Questions about First World
Short answers, pulled from the story.
What does First World mean and where did the term come from?
First World originally referred to countries aligned with the Western Bloc led by the United States during the Cold War. The term entered use in the late 1940s when the United Nations introduced the vocabulary of first, second, third, and fourth worlds to classify nations by wealth and political character. After the Cold War ended with the dissolution of the Soviet Union in 1991, the definition shifted to describe politically stable liberal democracies with strong rule of law and high living standards.
Who coined the term Third World and how did it give rise to First World?
French demographer Alfred Sauvy coined the term Third World in 1952. He drew an analogy to the three estates of pre-revolutionary France, comparing the capitalist world to the nobility, the communist world to the clergy, and the unaligned nations to the third estate.
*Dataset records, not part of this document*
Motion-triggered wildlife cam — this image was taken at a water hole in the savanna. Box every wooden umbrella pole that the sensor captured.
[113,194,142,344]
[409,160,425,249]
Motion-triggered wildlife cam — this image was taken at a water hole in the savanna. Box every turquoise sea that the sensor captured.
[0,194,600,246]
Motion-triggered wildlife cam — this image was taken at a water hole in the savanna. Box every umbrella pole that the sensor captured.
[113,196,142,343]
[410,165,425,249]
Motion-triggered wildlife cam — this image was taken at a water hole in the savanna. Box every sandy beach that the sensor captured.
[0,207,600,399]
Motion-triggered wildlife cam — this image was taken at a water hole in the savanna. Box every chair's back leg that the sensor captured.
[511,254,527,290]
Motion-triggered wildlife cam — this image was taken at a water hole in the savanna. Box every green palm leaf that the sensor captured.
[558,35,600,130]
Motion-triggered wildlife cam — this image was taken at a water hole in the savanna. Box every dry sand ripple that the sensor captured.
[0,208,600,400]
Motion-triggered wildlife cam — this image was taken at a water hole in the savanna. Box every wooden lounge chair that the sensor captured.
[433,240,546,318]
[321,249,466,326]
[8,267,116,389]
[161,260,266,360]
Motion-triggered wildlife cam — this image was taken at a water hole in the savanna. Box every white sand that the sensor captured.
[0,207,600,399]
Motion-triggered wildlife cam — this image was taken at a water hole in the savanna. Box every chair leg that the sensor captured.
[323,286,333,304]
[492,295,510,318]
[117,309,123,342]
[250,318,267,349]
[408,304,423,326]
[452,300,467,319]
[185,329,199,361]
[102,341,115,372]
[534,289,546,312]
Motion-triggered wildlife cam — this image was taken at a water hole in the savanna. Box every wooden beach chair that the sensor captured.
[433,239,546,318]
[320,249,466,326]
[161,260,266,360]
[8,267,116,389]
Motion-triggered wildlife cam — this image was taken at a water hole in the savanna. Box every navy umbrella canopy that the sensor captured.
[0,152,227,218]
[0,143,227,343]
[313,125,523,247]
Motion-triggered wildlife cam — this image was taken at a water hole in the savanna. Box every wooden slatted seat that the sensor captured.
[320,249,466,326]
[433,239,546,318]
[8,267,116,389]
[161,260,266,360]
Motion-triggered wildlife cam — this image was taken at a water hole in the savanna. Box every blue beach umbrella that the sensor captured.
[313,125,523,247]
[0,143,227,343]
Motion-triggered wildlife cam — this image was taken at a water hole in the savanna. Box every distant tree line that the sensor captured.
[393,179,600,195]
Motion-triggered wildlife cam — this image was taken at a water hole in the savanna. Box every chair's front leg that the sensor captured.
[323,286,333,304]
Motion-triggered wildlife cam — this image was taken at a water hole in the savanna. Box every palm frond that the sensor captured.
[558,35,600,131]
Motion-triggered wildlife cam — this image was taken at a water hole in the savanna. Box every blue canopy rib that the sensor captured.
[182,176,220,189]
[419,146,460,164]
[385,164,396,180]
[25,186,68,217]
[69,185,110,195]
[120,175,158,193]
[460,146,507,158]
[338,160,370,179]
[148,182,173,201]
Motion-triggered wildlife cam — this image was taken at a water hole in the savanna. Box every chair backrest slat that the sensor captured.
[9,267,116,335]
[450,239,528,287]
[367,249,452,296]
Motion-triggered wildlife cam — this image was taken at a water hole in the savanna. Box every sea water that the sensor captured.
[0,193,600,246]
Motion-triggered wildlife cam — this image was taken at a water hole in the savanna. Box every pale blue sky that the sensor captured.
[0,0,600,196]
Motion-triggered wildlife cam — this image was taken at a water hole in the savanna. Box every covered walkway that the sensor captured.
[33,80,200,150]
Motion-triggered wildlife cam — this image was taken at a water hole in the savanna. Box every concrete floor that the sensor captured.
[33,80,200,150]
By naming the Third World directly, Sauvy made the labels First World and Second World necessary by contrast.
Which countries were considered First World during the Cold War?
NATO members during the Cold War included Belgium, Canada, Denmark, France, Germany, Greece, Iceland, Italy, Luxembourg, the Netherlands, Norway, Portugal, Spain, Turkey, the United Kingdom, and the United States. US-aligned states outside NATO included Israel, Japan, and South Korea. Australia and New Zealand were counted as former British colonies, while Austria, Ireland, Sweden, and Switzerland were neutral but industrialized capitalist countries also grouped with the First World.
How does the First World's environmental footprint compare to the Third World?
Each inhabitant of the United States, Western Europe, and Japan consumes thirty-two times as many resources and produces thirty-two times as much waste as each person in the Third World. The Kyoto Protocol, finalized in 1992 at the Earth Summit in Rio, proposed placing the burden of protecting the climate specifically on the United States and other First World countries.
What role does the European Union play in the concept of the First World?
The European Union is described as the most prominent example of globalization in the First World. It covers more than four million square kilometers, has roughly 450 million people across twenty-seven member states, and together its members produce almost a third of the world's gross national product. Its origins date to 1951 with the European Coal and Steel Community, and its 1993 Copenhagen criteria for membership mirror the characteristics of First World status: democracy, rule of law, and a functioning market economy.
How does outsourcing affect inequality between First World and developing countries?
Outsourcing transfers production activities from First World companies to lower-cost locations, which raises skill levels in receiving countries but can reduce them domestically. Economists Robert Feenstra and Gordon Hanson predict a rise of fifteen to thirty-three percent in inequality among developing countries as a result of competition that includes outsourcing.